Automated TestingAutomated Testing is a DevOps practice where software tests are executed automatically using test automation frameworks and tools. Automated testing helps teams validate software functionality, performance, and security quickly and efficiently, enabling them to detect defects early and deliver high-quality software with confidence. By automating repetitive and time-consuming testing tasks, teams can accelerate release cycles, reduce manual errors, and improve overall test coverage and reliability.– When developing software applications using Agile methodologies or when implementing continuous integration and delivery pipelines to automate the testing process. – Applicable in industries such as software quality assurance, DevOps engineering, and cybersecurity to ensure the reliability and security of software products using automated testing practices and tooling solutions.
Configuration ManagementConfiguration Management is a DevOps practice where infrastructure configurations and application settings are managed and maintained systematically to ensure consistency, reliability, and compliance across environments. Configuration management tools such as Ansible, Puppet, and Chef automate the provisioning, configuration, and deployment of infrastructure resources and software components, allowing teams to enforce desired state configurations and manage change effectively.
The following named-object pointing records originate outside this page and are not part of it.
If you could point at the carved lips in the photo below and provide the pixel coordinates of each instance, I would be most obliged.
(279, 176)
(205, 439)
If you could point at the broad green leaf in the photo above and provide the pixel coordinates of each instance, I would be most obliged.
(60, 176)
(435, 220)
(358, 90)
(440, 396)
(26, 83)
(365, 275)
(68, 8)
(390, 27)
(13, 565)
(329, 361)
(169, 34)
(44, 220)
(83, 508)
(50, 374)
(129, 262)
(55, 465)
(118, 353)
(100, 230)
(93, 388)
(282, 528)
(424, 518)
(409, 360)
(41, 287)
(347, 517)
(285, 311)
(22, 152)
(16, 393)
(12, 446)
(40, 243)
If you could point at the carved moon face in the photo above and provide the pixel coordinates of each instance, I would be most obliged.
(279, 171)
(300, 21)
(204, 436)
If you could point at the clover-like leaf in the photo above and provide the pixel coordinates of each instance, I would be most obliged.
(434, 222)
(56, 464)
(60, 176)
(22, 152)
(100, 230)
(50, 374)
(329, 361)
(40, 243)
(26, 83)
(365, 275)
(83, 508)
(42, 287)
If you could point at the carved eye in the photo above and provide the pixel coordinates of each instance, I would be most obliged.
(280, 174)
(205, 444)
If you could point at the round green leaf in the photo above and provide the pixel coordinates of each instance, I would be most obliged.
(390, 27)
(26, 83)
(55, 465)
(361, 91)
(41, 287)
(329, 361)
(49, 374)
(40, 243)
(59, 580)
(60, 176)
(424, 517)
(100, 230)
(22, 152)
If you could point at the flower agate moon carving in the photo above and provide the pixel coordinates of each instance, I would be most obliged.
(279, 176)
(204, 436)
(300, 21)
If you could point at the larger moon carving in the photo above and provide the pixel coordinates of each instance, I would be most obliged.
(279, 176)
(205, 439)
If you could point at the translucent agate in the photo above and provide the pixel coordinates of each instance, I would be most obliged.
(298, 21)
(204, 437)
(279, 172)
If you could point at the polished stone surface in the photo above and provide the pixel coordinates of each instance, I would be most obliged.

By standardizing and automating configuration management processes, teams can reduce manual errors, minimize configuration drift, and improve infrastructure agility and stability.– When managing and scaling infrastructure resources in dynamic, cloud-based environments or when deploying and maintaining complex software systems with multiple dependencies. – Applicable in industries such as IT operations, cloud computing, and software development to standardize, automate, and control configurations using configuration management tools and best practices.
Version ControlVersion Control is a software development practice where changes to code and other artifacts are tracked, managed, and coordinated using version control systems such as Git, Subversion, and Mercurial. Version control enables developers to collaborate effectively, track changes over time, and revert to previous states if necessary, ensuring the integrity and traceability of software assets. By adopting version control, teams can streamline code management, facilitate code reviews, and enable parallel development, leading to improved code quality and productivity.– When developing software applications collaboratively with multiple contributors or when managing code repositories for versioning, branching, and merging. – Applicable in industries such as software engineering, web development, and open-source projects to manage code changes and track revisions using version control systems and workflows.
Infrastructure MonitoringInfrastructure Monitoring is the practice of collecting and analyzing data about the health, performance, and availability of IT infrastructure components such as servers, networks, and databases. Infrastructure monitoring tools provide visibility into key metrics, alerts, and dashboards that help teams detect and respond to issues proactively, optimize resource utilization, and ensure the reliability and performance of critical systems. By monitoring infrastructure in real-time, teams can identify bottlenecks, troubleshoot problems, and make data-driven decisions to improve operational efficiency and user experience.– When managing and maintaining on-premises or cloud-based infrastructure resources or when operating mission-critical systems and applications that require continuous monitoring and performance optimization. – Applicable in industries such as IT operations, network management, and cloud services to monitor and manage infrastructure health and performance using infrastructure monitoring tools and platforms.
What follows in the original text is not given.